Runbook — Provisioning Stuck (`ProvisioningJobsStuck`)¶

Referenced by the ProvisioningJobsStuck Prometheus alert (k8s/74-token-ledger-prometheus-rules.yaml). Severity: critical.

TL;DR¶

A paying customer has not received their tenant. A settled Stripe checkout was recorded in provisioning_jobs, but the Go orchestrator's HMAC write-back callback never flipped that row to provisioned. The reconcile-provisioning cron normally re-drives such rows automatically; this alert means at least one row is stuck past its retry budget and needs an operator.


Alert	`ProvisioningJobsStuck`
Expr	`tlsstress_provisioning_stuck > 0` for `30m`
Gauge source	`countStuckProvisioningJobs()` via `GET /api/metrics`
Owner	Customer-app / billing on-call
Customer impact	Paid customer is stranded — no `dpl_` deployment, account not `active`
Self-healing	`reconcile-provisioning` cron (every 10 min) — only up to `MAX_ATTEMPTS`

1. What the alert means¶

The provisioning hand-off is a durable, four-actor flow. Each settled checkout produces exactly one provisioning_jobs row (unique on stripe_session_id).

Actor	File	Responsibility
Stripe webhook	(billing webhook handler)	Persists the hand-off via `recordProvisioningJob()` and calls `enqueueOnboarding()`
Enqueue hand-off	`src/lib/provisioning/enqueue.ts`	HMAC-POSTs `OnboardingInput` to the orchestrator's `/trigger/onboarding`
Go orchestrator	Temporal `OnboardingV1` saga	Mints the real `dpl_` deployment, provisions the tenant
Write-back callback	`src/app/api/internal/provisioning/callback/route.ts`	`linkProvisionedAccount()` → flips job `provisioned` + account `active`
Reconciler (watchdog)	`src/app/api/cron/reconcile-provisioning/route.ts`	Re-drives stuck rows on a 10-min cron

A job is STUCK (counted by the gauge) when it is non-terminal (enqueued / provisioning / failed) AND one of:

no progress for > 15 minutes (updated_at < now() - interval '15 minutes'), or
already at/over the retry cap (attempts >= 8).
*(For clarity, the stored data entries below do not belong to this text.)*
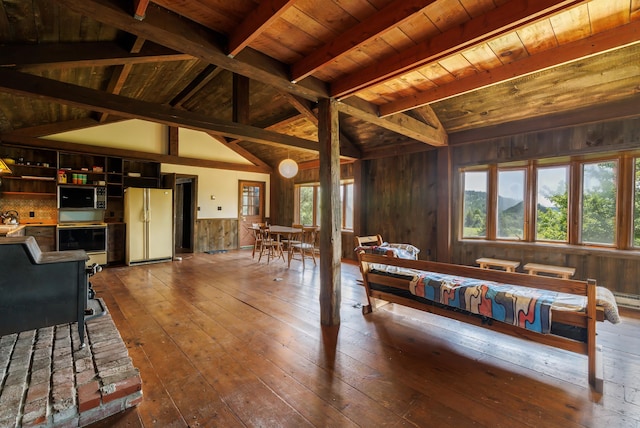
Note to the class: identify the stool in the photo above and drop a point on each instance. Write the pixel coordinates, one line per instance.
(559, 271)
(508, 265)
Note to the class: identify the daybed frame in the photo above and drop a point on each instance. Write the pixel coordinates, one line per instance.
(585, 319)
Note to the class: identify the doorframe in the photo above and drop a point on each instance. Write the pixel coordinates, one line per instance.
(171, 180)
(263, 203)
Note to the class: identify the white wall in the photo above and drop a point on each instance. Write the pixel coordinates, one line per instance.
(223, 185)
(151, 137)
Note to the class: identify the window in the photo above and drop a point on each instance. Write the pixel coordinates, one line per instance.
(510, 209)
(308, 204)
(552, 198)
(589, 200)
(636, 203)
(475, 204)
(598, 210)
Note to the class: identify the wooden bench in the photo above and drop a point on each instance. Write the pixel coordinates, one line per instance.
(487, 262)
(396, 289)
(559, 271)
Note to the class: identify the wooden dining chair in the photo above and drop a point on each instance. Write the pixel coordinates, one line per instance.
(292, 238)
(306, 247)
(258, 235)
(272, 245)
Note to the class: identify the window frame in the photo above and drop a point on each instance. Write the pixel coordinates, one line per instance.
(625, 197)
(316, 202)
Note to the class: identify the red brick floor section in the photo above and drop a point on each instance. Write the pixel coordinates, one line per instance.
(47, 379)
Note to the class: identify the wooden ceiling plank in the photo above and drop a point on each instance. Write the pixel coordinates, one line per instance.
(140, 9)
(596, 113)
(208, 74)
(35, 57)
(174, 32)
(125, 153)
(507, 17)
(59, 127)
(593, 45)
(120, 74)
(386, 19)
(402, 124)
(256, 22)
(169, 30)
(65, 93)
(240, 99)
(347, 148)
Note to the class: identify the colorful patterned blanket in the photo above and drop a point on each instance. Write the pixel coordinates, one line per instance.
(524, 307)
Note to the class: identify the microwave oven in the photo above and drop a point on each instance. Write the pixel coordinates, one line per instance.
(82, 197)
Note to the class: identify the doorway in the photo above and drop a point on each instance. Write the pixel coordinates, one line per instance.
(185, 191)
(251, 202)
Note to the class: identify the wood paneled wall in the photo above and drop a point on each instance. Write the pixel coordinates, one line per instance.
(617, 270)
(400, 200)
(216, 234)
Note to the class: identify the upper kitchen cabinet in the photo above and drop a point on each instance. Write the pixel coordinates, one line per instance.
(77, 164)
(138, 173)
(33, 172)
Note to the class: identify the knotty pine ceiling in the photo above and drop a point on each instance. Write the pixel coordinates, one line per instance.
(407, 74)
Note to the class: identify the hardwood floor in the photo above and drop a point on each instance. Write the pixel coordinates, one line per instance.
(222, 340)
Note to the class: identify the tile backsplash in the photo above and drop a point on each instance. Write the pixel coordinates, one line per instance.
(43, 209)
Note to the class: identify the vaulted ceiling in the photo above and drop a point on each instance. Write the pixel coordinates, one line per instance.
(409, 74)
See countStuckProvisioningJobs() in src/lib/db/queries.ts. The 15-min / 8-attempt floor exists so a normal in-flight job (a few minutes old) does not trip the gauge.

Why a hand-off gets stuck¶

Trigger unreachable — PROVISIONING_TRIGGER_URL / PROVISIONING_TRIGGER_SECRET unset or the orchestrator endpoint down → enqueueOnboarding() returns enqueued:false reason:"trigger_not_configured" (or fetch_error / http_5xx).
Orchestrator failed mid-saga — Temporal exhausted its own retries; callback reported status:"failed" (markProvisioningJobFailed()).
Callback never landed — orchestrator provisioned but its write-back POST never reached /api/internal/provisioning/callback (network, bad signature → 401, or the callback secret unset → 503).
NULL payload — a pre-migration-0039 row has trigger_payload = NULL; the reconciler refuses to guess the package/quota and skips it for manual handling.
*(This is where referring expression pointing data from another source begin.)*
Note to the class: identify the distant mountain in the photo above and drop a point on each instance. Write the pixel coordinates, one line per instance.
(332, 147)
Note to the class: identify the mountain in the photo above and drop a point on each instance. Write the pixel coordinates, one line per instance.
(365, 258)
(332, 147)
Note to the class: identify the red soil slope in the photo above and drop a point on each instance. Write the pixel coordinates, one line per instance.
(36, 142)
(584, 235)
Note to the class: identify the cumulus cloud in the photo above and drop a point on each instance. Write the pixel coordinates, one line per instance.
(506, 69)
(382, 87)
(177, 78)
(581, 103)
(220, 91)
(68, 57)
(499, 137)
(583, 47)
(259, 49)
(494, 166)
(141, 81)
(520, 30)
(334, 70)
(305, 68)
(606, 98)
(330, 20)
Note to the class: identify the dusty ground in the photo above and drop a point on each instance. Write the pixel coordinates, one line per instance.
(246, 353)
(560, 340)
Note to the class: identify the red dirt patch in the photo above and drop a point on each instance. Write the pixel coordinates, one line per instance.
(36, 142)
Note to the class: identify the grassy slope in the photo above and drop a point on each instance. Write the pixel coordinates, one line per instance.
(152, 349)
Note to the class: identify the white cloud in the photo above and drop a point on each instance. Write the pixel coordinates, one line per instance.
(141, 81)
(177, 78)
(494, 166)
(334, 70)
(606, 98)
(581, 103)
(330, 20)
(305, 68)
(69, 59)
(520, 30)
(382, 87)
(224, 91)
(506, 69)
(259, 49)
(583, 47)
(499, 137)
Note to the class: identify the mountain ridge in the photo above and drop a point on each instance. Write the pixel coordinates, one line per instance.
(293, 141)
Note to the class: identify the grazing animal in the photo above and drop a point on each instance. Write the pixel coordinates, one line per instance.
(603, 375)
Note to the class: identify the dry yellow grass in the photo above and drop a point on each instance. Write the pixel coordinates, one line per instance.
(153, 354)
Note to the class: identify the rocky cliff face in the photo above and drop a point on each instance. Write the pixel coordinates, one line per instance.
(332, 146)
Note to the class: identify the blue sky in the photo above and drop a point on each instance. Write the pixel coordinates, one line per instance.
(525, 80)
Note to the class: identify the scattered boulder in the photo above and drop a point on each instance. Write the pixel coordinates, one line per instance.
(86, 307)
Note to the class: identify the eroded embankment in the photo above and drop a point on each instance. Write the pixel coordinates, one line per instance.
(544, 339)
2. Operator decision flow¶

flowchart TD
    A[ProvisioningJobsStuck fired] --> B[Query provisioning_jobs<br/>WHERE status != 'provisioned']
    B --> C{Any rows with<br/>trigger_payload IS NULL?}
    C -- Yes --> D[NULL-payload path<br/>see Section 6 — hand-link manually]
    C -- No --> E{attempts >= 8?}
    E -- No, &lt;8 --> F{last_attempt_at older<br/>than 5 min?}
    F -- No --> G[Reconciler will pick it up<br/>next 10-min tick — WAIT]
    F -- Yes --> H[Force a reconcile run<br/>see Section 4]
    E -- Yes, capped --> I{Is the orchestrator<br/>actually reachable now?}
    I -- No --> J[Fix transport first:<br/>TRIGGER_URL/SECRET, orchestrator health]
    J --> K[Reset attempts, then<br/>force reconcile — Section 5]
    I -- Yes --> L{Did the tenant<br/>actually provision?<br/>check orchestrator/Temporal}
    L -- Yes, dpl_ exists --> M[Hand-link the job<br/>replay the callback — Section 6]
    L -- No --> K
    M --> N[Verify account active + dpl_ set]
    H --> N
    K --> N
    N --> O{Resolved?}
    O -- Yes --> P[Confirm gauge → 0, close alert]
    O -- No --> Q[Escalate — Section 7]

3. Inspect `provisioning_jobs`¶

Read-only first. Connect via the in-VPC admin path (App Runner egress is behind Cloudflare). All queries hit the octopus schema on the customer RDS.

3.1 List every non-provisioned job, newest stall first¶

SELECT
  id,
  account_id,
  stripe_session_id,
  status,
  attempts,
  last_error,
  deployment_id,
  cell_id,
  (trigger_payload IS NULL) AS payload_missing,
  last_attempt_at,
  updated_at,
  created_at
FROM provisioning_jobs
WHERE status <> 'provisioned'
ORDER BY updated_at ASC;

3.2 Reproduce the gauge (exactly what the alert counts)¶

SELECT count(*) AS stuck
FROM provisioning_jobs
WHERE status IN ('enqueued', 'provisioning', 'failed')
  AND (updated_at < now() - interval '15 minutes' OR attempts >= 8);

This must match tlsstress_provisioning_stuck from GET /api/metrics.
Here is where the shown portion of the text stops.